There have been tears as well as triumphs. The Burnden Park disaster of 1946, when 33 people died after a barrier collapsed at the packed Embankment end, was the worst sporting tragedy England had ever witnessed.

That same generation of supporters saw the club's respected captain, Harry Goslin, march his team-mates to the Drill Hall in Silverwell Street to sign up for the 53rd Field Regiment of the Bolton Artillery - volunteering rather than waiting to be called up to fight for their country.
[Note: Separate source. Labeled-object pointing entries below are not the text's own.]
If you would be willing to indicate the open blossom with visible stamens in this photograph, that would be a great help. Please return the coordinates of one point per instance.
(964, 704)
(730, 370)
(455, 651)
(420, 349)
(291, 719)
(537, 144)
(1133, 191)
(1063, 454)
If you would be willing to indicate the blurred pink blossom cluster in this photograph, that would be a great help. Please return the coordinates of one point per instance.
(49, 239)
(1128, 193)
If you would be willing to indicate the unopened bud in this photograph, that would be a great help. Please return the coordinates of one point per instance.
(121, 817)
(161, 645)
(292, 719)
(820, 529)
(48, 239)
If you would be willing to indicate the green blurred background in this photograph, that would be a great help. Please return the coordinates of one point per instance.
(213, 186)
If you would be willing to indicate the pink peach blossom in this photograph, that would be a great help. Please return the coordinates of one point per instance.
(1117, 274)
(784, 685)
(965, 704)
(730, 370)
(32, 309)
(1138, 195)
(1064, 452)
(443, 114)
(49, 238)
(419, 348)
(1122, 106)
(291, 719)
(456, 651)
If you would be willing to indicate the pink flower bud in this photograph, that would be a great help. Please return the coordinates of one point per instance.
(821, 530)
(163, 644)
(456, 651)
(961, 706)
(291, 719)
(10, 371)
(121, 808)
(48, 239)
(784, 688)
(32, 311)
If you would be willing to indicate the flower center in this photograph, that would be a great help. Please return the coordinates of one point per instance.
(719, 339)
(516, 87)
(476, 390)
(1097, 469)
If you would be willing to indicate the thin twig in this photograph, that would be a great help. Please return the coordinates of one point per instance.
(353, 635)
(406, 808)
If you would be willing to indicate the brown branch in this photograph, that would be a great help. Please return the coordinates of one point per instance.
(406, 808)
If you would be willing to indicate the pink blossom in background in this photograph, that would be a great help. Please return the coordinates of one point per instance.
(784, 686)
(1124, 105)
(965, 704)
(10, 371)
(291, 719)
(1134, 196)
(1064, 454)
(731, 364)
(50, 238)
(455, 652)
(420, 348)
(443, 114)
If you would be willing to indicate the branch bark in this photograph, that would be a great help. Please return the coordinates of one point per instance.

Goslin, sadly, did not return - killed in action in December 1943 - the only member of that band of patriots who did not return from the conflict.

The story of the Wartime Wanderers, movingly told in the book by Tim Purcell and Mike Gething, and the accounts of the disaster have long been confined to the history books, leaving post-war supporters with only the highs and lows of the team's performances to exercise their emotions.

The sporting heroes: Nat Lofthouse and his talented team-mates of the Fifties; Freddie Hill, Francis Lee and Wyn Davies from the Sixties; Frank Worthington and co from the Seventies; Andy Walker and John McGinlay in the Nineties and bang up to date ... the likes of Youri Djorkaeff, a member of the all-conquering French World Cup and European Championship winning squad, and Jay-Jay Okocha, captain of the Nigerian international side, the Super Eagles.

Membership of the Premiership - the richest and most glamorous domestic league in the world - for four of the last eight seasons has put Bolton Wanderers back among the elite.

But there have been times in the not-too-distant past when the club's very existence was in jeopardy. Having struggled to keep pace with the big city clubs after the maximum wage revolution of the early-60s, the financial situation had slumped to such a perilous state in the early-80s that club bosses needed to launch a Lifeline appeal to stay in business.

They still find it difficult to compete with the super-rich but Wanderers remain the focal point of the town's sporting life, as they always have over the past 125 years.